Una menzione speciale della Giuria è invece andata a Lebohang Kganye (Johannesburg, 1990), autrice del progetto Keep the Light Faithfully, una narrazione di grande effetto in cui, in una sorta di teatro delle ombre cinesi e attraverso sagome di personaggi fotografati, ritagliati e applicati su cartone, l’artista ripropone le storie poco conosciute e solitamente relegate alla narrativa di genere di centinaia di donne guardiane di fari del XIX e XX secolo. Tra queste spicca la vicenda di Ida Lewis, guardiana del faro di Lime Rock, raccontata da Lenore Skomal nel libro del 2010 The Lighthouse Keeper’s Daughter. Lewis è diventata famosa per avere portato a termine nel 1858 numerosi salvataggi di uomini nell’Oceano Atlantico che bagna le coste di Rhode Island.

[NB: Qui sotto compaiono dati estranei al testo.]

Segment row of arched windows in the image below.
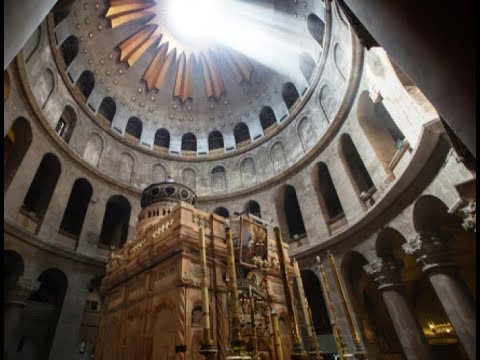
[4,117,131,247]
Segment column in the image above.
[364,258,433,360]
[403,233,476,359]
[3,0,57,70]
[3,277,40,359]
[48,275,88,360]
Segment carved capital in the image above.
[402,233,454,271]
[5,277,41,305]
[363,258,403,290]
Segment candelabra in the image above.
[194,216,217,360]
[274,227,308,360]
[293,260,323,360]
[225,224,251,360]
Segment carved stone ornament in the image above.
[363,258,403,290]
[402,233,454,271]
[5,277,41,305]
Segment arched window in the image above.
[27,268,68,359]
[60,179,93,239]
[52,0,74,27]
[213,206,230,218]
[76,70,95,101]
[60,35,78,68]
[154,129,170,150]
[208,130,224,150]
[283,185,306,240]
[233,123,250,148]
[282,82,300,111]
[55,105,77,144]
[182,133,197,153]
[259,106,277,131]
[21,153,62,230]
[211,166,227,192]
[300,52,316,83]
[245,200,262,218]
[312,162,345,224]
[100,195,131,249]
[98,97,117,124]
[339,134,375,200]
[125,117,142,142]
[300,270,332,335]
[3,117,32,194]
[307,14,325,46]
[357,91,405,172]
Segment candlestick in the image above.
[271,310,284,360]
[225,226,251,359]
[293,260,323,360]
[274,227,308,360]
[198,217,217,360]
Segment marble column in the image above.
[3,277,40,359]
[403,233,476,359]
[364,258,433,360]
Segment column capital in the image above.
[402,232,454,271]
[363,258,403,290]
[5,277,41,305]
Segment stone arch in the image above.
[307,14,325,47]
[258,106,277,132]
[270,141,288,174]
[83,133,103,167]
[153,128,170,151]
[210,165,227,193]
[338,134,376,204]
[99,195,132,249]
[20,153,62,232]
[297,116,317,152]
[23,25,42,64]
[333,43,348,80]
[240,157,257,186]
[233,122,251,148]
[412,194,462,234]
[35,67,56,110]
[151,163,167,183]
[282,82,300,111]
[208,130,225,151]
[125,116,143,142]
[181,132,197,154]
[319,84,337,122]
[213,206,230,218]
[117,152,135,184]
[275,185,307,243]
[244,200,262,218]
[55,105,77,144]
[3,117,32,194]
[97,96,117,126]
[60,178,93,240]
[75,70,95,103]
[311,162,346,230]
[357,91,405,176]
[182,168,197,191]
[299,52,317,84]
[60,35,79,68]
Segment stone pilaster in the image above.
[3,277,40,359]
[403,233,476,359]
[364,258,432,360]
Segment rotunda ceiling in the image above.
[54,0,325,155]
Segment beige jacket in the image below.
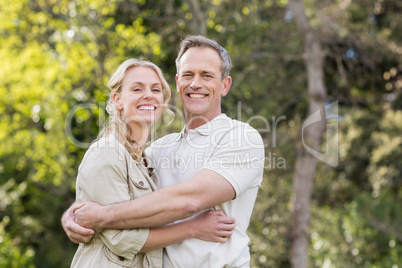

Da qualche anno a questa parte – come racconta il curatore nel catalogo della mostra – Kganye porta avanti una instancabile ricerca di memorie collettive, al fine di riscoprire, per usare le sue stesse parole, «storie segnate da lunghi periodi di solitudine e isolamento, costellate da rocamboleschi salvataggi, da viaggi drammaticamente interrotti, da mari tempestosi e venti impetuosi, ma anche scandite dai compiti monotoni e ripetitivi che caratterizzano la vita del guardiano del faro – senza trascurare l’impatto che il rapido progresso tecnologico ha avuto su una forma di lavoro e di servizio pubblico già relativamente invisibile».

Insieme ai finalisti di quest’anno, in mostra è possibile ammirare anche i lavori dei ventiquattro finalisti delle precedenti edizioni del concorso, a formare una grande e multiforme rassegna, una sorta di giro del mondo per immagini che celebra sia il decennale della Fondazione sia i quindici anni di impegno nell’organizzazione del Grant per i giovani fotografi.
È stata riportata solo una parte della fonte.